Lecture 16 Summary

« Previous: Lecture 15 Summary Next: Lecture 17 Summary »

Derive the Arnoldi algorithm. Unlike the book, I start the derivation by considering it to be modified Gram-Schmidt on (q1,Aq1,Aq2,Aq3,...). In the next lecture, we will re-interpret this as a partial Hessenberg factorization.

Discussed what it means to stop Arnoldi after n<m iterations: finding the "best" solution in the Krylov subspace Kn. Discussed the general principle of Rayleigh-Ritz methods for approximately solving the eigenproblem in a subspace: finding the Ritz vectors/values (= eigenvector/value approximations) with a residual perpendicular to the subspace (a special case of a Galerkin method).
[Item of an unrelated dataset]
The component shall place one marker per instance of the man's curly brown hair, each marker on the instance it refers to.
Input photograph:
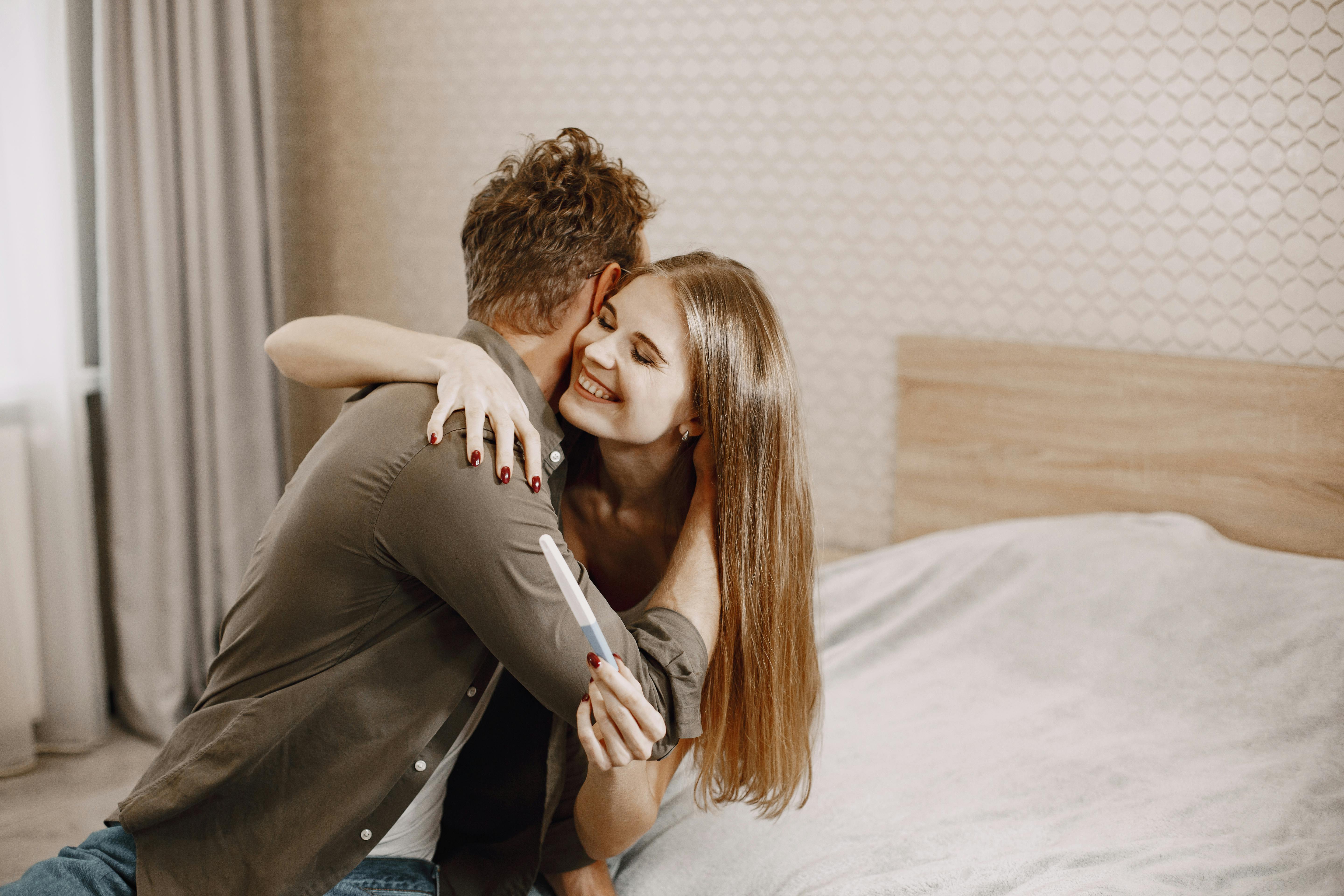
(548, 220)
Also showed that the max/min Ritz values are the maximum/minimum of the Rayleigh quotient in the subspace.

Mentioned another iterative method for eigenvalues of Hermitian matrices: turning into a problem of maximizing or minimizing the Rayleigh quotient. In particular, we will see later in the class how this works beautifully with the nonlinear conjugate-gradient algorithm. More generally, we will see that there is often a deep connection between solving linear equations and optimization problems/algorithms—often, the former can be turned into the latter or vice versa.

Lanczos: Arnoldi for Hermitian matrices. Showed that in this case we get a three-term recurrence for the tridiagonal reduction of A. (Derivation somewhat different than in the book. By using A=A* and the construction of the q vectors, showed explicitly that qj*v=qj*Aqn=0 for j<n-1, and that for j=n gives |v|=βn from the n-th step. Hence Arnoldi reduces to a three-term recurrence, and the Ritz matrix is tridiagonal.)

Noted that Arnoldi requires Θ(mn2) operations and Θ(mn) storage. If we only care about the eigenvalues and not the eigenvectors, Lanczos requires Θ(mn) operations and Θ(m+n) storage. However, this is complicated by rounding problems, as discussed in the next lecture.